Sulle Dolomiti, nei pressi di Peio, per dire, esiste una centrale idroelettrica costruita a duemila metri di altitudine, poco più di ottant’anni fa. Ti inerpichi per strade strettissime fino ad arrivare alle sue porte, e quando ti appresti ad entrare ti rendi conto di essere ancora a metà del percorso. Perché ti trovi davanti un trenino giallo, ed un tunnel. Da li il trenino infatti sale per seicento metri ancora in altitudine, su pendenze diverse, tanto che i seggiolini su cui mi siedo sono costruiti in maniera tale da basculare e tenerti in equilibrio. Il tunnel è  stretto giusto quanto basta per passarci dentro, scavato a mano, a colpi di picozze e dinamite, da uomini talpa, le cui giornate devono essere state lunghe a passare.

[il video, di un tratto di risalita Centrale di Malga Mare.mov]

 Il cane del custode si è accomodato nella cabina tra di noi, ed è il primo ad avvertirci di essere arrivati su un cima, alzandosi dal suo posto e aspettando l’apertura delle porte.  A duemila e seicento metri stanno gli operai, la centrale operativa, ed i tecnici a cui chiedo di poter guardare immediatamente la diga, e le Dolomiti.
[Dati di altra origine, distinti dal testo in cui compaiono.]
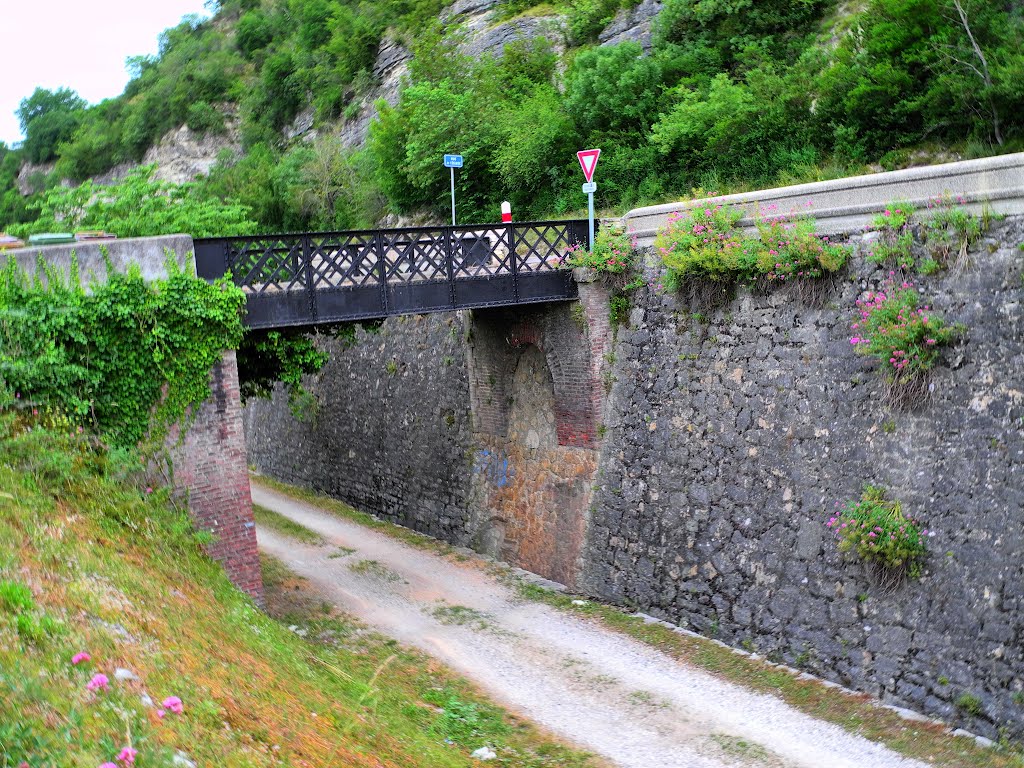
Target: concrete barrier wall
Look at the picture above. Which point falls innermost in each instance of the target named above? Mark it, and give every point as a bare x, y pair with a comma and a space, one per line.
150, 254
850, 204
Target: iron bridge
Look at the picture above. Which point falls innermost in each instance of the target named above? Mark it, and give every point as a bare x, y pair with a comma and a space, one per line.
318, 278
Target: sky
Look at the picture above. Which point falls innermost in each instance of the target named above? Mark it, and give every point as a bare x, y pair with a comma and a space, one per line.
78, 45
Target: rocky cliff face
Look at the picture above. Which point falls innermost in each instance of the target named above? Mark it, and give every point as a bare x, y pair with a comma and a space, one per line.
183, 155
633, 25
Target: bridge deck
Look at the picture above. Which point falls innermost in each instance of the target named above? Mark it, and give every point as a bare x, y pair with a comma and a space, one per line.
318, 278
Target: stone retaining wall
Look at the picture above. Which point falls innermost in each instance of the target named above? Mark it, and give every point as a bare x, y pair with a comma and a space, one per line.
734, 433
389, 428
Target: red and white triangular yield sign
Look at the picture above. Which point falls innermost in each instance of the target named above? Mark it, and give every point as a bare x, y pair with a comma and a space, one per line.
588, 161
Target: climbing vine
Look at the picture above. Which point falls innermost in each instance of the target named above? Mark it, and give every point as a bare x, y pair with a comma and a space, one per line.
125, 357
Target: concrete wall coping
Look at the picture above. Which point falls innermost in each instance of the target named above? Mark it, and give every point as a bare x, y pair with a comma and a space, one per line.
849, 204
148, 253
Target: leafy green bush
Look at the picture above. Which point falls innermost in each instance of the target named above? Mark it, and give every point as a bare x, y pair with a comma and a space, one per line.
706, 243
126, 357
791, 249
135, 207
613, 252
876, 529
905, 338
47, 119
205, 119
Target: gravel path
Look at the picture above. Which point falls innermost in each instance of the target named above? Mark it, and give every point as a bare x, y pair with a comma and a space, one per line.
593, 687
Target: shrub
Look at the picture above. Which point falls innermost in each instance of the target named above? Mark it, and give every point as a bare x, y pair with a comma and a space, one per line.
895, 244
904, 337
707, 244
612, 253
125, 356
136, 207
878, 531
950, 231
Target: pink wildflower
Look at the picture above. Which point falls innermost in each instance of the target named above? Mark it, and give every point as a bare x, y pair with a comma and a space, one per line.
98, 682
173, 704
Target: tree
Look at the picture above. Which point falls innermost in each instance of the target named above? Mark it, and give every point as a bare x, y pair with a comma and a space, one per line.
613, 88
48, 118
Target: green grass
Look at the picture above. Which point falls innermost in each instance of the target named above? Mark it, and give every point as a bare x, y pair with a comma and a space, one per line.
856, 713
282, 524
95, 564
741, 748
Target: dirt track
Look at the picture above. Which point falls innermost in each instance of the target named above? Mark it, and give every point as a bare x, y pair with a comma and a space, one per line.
591, 686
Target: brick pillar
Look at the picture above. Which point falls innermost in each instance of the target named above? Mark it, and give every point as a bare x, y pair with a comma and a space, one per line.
595, 298
210, 465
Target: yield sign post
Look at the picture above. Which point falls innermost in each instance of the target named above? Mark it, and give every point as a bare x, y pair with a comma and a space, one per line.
452, 162
588, 161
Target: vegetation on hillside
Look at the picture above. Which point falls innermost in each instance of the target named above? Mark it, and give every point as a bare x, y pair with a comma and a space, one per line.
121, 641
734, 93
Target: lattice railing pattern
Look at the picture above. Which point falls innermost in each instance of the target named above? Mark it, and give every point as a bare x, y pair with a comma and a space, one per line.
389, 260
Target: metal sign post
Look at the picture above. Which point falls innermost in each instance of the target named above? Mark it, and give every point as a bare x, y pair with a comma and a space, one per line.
590, 187
452, 162
588, 161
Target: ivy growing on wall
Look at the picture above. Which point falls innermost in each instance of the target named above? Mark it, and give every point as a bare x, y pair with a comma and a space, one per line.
126, 357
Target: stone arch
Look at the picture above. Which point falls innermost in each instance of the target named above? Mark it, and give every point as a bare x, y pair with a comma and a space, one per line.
537, 395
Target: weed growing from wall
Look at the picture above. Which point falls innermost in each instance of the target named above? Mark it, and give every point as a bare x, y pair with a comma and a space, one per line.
905, 338
708, 246
949, 233
876, 529
613, 253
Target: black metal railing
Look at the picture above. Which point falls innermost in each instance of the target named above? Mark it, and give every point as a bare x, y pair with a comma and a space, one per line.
317, 278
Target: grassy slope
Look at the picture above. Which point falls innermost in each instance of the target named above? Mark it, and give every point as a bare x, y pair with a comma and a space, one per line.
856, 713
115, 571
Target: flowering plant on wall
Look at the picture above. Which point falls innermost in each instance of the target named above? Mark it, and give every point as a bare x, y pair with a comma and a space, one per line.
875, 528
707, 243
613, 252
906, 338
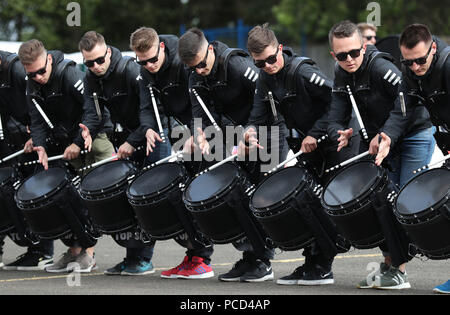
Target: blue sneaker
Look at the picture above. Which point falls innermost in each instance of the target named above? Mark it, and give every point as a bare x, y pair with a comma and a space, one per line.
443, 288
139, 268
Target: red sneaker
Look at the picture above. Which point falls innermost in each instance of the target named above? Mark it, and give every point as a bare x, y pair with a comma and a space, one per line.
173, 273
197, 270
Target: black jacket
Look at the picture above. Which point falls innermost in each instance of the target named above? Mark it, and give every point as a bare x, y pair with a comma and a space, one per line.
431, 90
302, 95
118, 93
228, 90
170, 86
375, 87
62, 101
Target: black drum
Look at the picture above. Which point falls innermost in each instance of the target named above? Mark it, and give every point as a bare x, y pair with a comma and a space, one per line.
271, 204
423, 209
208, 197
43, 199
103, 191
348, 199
7, 178
152, 196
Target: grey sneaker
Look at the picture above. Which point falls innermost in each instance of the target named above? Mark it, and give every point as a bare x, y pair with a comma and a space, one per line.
83, 263
61, 265
369, 283
393, 279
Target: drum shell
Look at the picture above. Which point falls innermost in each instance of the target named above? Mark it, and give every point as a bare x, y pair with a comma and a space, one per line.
357, 220
283, 223
155, 213
216, 218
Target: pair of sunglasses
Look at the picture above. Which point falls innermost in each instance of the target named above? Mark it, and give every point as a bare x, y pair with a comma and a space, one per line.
99, 60
150, 60
418, 61
41, 71
354, 53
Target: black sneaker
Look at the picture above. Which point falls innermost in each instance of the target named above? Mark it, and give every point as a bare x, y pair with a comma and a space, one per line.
30, 261
238, 270
317, 276
294, 277
258, 273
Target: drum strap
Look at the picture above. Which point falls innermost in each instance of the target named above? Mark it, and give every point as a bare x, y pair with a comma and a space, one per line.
252, 232
307, 212
396, 239
197, 241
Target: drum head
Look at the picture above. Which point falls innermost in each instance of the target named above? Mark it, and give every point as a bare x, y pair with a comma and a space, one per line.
351, 183
212, 183
42, 184
155, 179
277, 187
107, 176
5, 174
423, 191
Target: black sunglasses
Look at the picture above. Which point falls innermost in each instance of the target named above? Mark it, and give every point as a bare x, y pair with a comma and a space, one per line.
151, 60
354, 53
99, 60
41, 71
202, 64
270, 60
419, 61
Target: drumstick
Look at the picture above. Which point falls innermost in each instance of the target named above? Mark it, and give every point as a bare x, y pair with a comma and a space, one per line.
158, 118
358, 115
53, 158
445, 158
49, 123
209, 169
205, 109
347, 162
97, 106
282, 164
9, 157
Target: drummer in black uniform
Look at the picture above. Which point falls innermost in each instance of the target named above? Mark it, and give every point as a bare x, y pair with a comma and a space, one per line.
165, 75
15, 120
301, 94
225, 79
55, 101
426, 81
115, 81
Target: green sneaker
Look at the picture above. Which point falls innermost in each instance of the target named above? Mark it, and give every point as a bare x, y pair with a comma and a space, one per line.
393, 279
369, 284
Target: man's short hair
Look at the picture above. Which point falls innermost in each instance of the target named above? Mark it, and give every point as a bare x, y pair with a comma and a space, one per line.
366, 26
343, 29
190, 44
30, 51
90, 40
261, 37
143, 39
414, 34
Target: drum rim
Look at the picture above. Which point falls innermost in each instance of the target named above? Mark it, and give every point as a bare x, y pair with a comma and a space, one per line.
382, 173
149, 197
35, 203
282, 202
425, 212
218, 196
109, 189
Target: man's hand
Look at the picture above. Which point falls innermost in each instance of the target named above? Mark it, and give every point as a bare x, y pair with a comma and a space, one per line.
125, 150
87, 137
43, 158
309, 144
345, 135
71, 152
383, 150
28, 147
152, 136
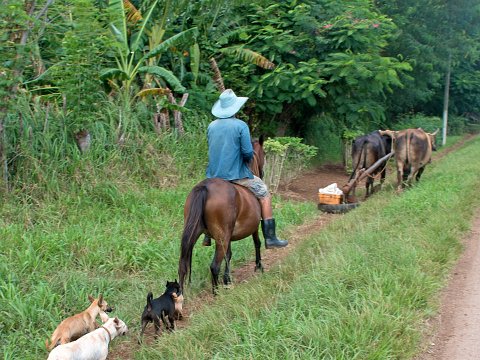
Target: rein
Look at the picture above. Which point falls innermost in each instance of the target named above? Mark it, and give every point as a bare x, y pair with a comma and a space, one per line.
109, 335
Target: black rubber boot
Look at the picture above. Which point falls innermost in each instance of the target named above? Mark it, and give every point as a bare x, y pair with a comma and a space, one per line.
207, 240
271, 240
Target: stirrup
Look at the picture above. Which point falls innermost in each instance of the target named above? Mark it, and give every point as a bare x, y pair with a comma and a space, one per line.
207, 241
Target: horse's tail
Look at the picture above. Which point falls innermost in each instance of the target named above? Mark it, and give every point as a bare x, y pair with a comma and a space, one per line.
149, 301
193, 228
362, 153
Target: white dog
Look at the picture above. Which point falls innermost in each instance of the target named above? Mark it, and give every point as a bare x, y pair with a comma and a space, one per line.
92, 346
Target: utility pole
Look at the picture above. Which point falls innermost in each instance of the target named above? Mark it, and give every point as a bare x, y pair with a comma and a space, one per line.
445, 99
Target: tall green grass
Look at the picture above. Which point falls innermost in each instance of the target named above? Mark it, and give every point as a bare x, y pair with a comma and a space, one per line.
360, 289
107, 222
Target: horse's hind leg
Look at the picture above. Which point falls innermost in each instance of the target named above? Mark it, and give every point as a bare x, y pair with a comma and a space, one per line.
220, 251
226, 275
258, 259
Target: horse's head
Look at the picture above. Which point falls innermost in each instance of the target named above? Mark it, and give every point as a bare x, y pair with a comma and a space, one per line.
258, 161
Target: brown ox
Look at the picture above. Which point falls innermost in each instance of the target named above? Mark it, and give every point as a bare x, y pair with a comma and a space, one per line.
413, 151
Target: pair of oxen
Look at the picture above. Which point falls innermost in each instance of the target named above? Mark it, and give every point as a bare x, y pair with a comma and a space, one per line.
412, 149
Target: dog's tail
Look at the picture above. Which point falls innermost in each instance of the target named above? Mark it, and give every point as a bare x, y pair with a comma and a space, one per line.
149, 301
50, 344
193, 228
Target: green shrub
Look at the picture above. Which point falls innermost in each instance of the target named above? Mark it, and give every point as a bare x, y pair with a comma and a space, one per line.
413, 121
323, 132
456, 125
286, 158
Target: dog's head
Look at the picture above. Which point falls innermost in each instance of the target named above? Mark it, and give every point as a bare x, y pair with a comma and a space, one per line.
100, 302
120, 326
172, 287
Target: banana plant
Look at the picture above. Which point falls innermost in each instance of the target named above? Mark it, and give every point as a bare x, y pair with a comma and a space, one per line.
131, 57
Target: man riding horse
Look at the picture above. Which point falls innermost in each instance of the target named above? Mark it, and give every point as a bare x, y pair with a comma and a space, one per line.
229, 152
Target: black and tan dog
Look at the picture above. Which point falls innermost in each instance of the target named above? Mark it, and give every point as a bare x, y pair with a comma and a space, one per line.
161, 308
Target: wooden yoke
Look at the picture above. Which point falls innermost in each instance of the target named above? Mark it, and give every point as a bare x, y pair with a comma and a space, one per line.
363, 173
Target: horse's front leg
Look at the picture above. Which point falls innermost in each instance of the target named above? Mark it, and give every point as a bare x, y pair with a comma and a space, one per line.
226, 275
216, 264
258, 259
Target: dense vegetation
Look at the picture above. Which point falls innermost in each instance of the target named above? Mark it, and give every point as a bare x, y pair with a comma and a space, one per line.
109, 72
103, 110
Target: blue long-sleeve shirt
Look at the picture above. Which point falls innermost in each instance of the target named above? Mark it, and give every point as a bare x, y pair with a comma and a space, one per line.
229, 149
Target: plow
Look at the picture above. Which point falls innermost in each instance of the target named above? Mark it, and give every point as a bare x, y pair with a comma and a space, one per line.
349, 201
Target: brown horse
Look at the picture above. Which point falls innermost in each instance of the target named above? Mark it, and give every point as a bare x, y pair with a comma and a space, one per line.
226, 212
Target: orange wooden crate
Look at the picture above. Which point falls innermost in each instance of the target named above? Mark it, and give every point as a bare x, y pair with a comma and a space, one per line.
330, 199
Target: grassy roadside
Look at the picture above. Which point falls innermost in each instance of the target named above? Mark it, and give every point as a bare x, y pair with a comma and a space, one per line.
361, 289
118, 235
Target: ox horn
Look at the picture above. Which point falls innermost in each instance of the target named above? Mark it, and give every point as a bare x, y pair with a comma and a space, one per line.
388, 133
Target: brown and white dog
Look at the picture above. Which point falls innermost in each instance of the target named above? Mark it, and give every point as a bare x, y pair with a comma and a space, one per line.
93, 346
80, 324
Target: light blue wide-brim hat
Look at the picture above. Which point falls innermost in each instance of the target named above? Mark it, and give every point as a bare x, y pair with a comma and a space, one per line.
228, 104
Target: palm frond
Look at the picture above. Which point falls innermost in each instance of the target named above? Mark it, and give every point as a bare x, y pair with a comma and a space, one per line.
118, 22
145, 20
113, 73
217, 75
180, 38
165, 74
133, 14
249, 56
152, 92
195, 60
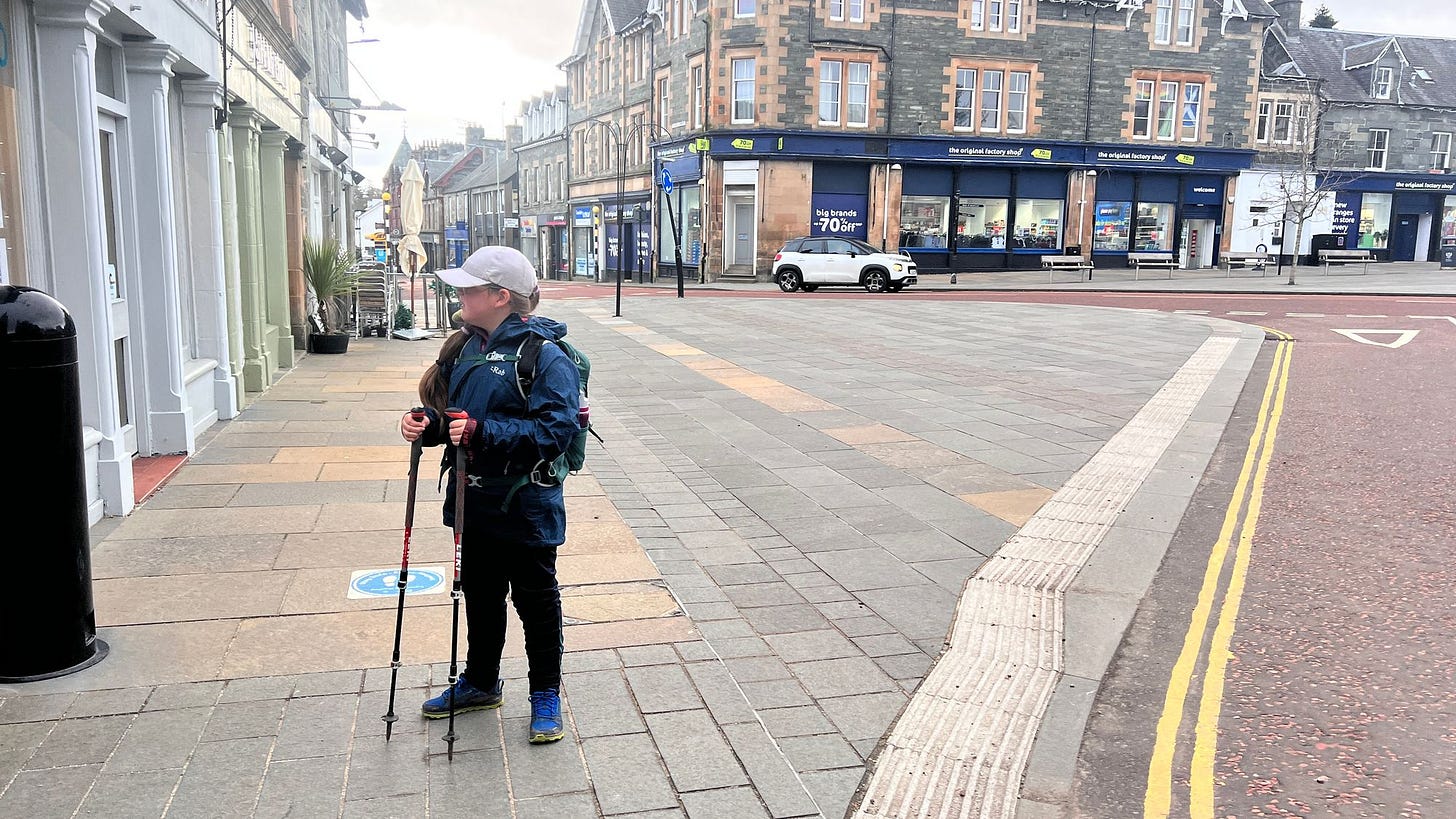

Sto li soltanto per qualche minuto, e poi di nuovo dalla cabina al centro della montagna, dove ci fermiamo. Camminiamo in un tunnel nel quale passa una condotta dell’acqua che dalla diga viene spinta giù fino alle turbine, anch’essa della stessa epoca, sforzandomi di immaginare lo sforzo che debba essere stato trasportare e poi chiodare quelle tubazioni in quelle condizioni.

 Ci fermiamo li, dove tra stalattiti ed umidità ci troviamo a lavorare per qualche ora, illuminati e riscaldati giusto da qualche lampada alogena, cercando di far girare bit nel modo più corretto e discutendo del sudore e della fatiche che quelle rocce devono aver assorbito, qualche tempo fa.